When a baby is really young, their parents tend to have a bunch of fears about their little one’s well-being and health. They try to guess exactly what their baby wants and what it is that might be causing them discomfort. But how do you understand babies without using words? Experts outline 3 main methods that can help babies communicate with adults.
While every parent learns to understand and interpret their own baby’s individual signs, we at World Source Media became interested in some common rules used to distinguish their needs.
The way they cry
Crying is the main way a baby expresses their needs during their first 4 months of life. But how can parents understand whether the baby is crying because of hunger, pain, or something else?
- A calling cry. The baby has been alone for a long time and now they want their parents to pick them up. They continuously cry for 5-6 seconds and then pause for 20 seconds as if they’re waiting for the results.

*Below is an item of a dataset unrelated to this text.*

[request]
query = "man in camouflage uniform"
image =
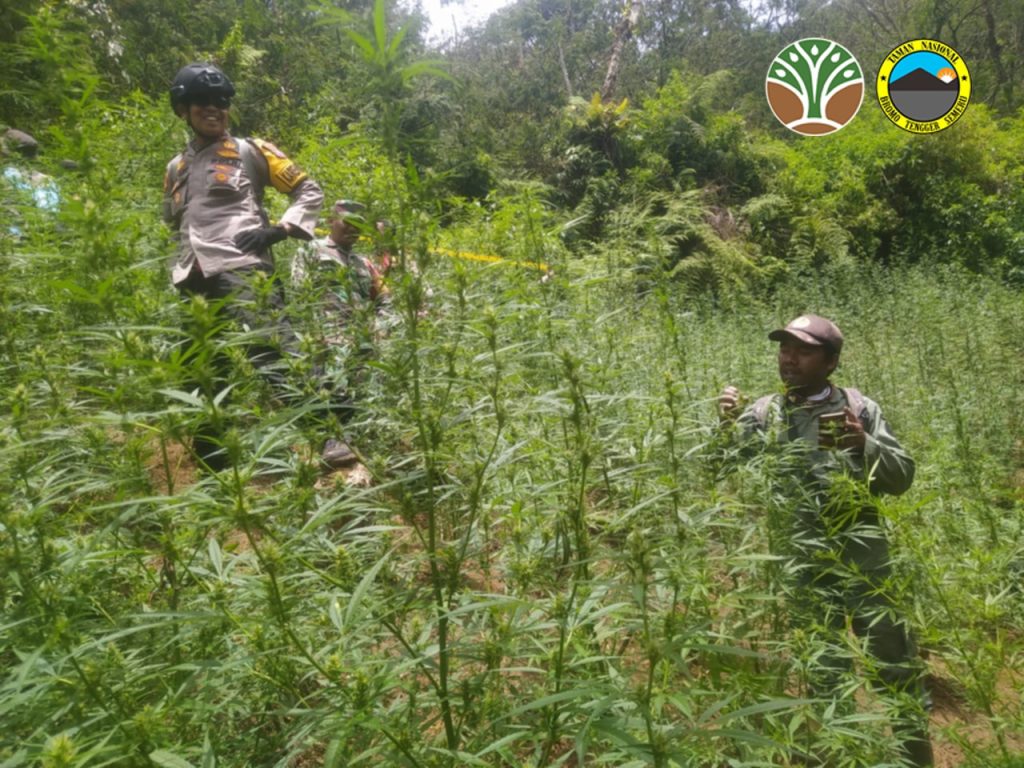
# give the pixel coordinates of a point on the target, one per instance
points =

If the parent doesn’t respond, then this cycle repeats several times until the crying becomes continuous.
- A cry because of hunger. It can start with a calling cry but if the baby wasn’t picked up and fed, the cry will continue and become hysterical. The baby might also keep rotating their head, making smacking sounds with their mouth.
- A cry because of pain. This crying will be monotonous, loud, and constant. Periodically, there will be hysterical bursts indicating that the pain increases. However, if the baby is getting sick, their cry can also be monotonous, but quiet, because they don’t have enough strength to make loud noises.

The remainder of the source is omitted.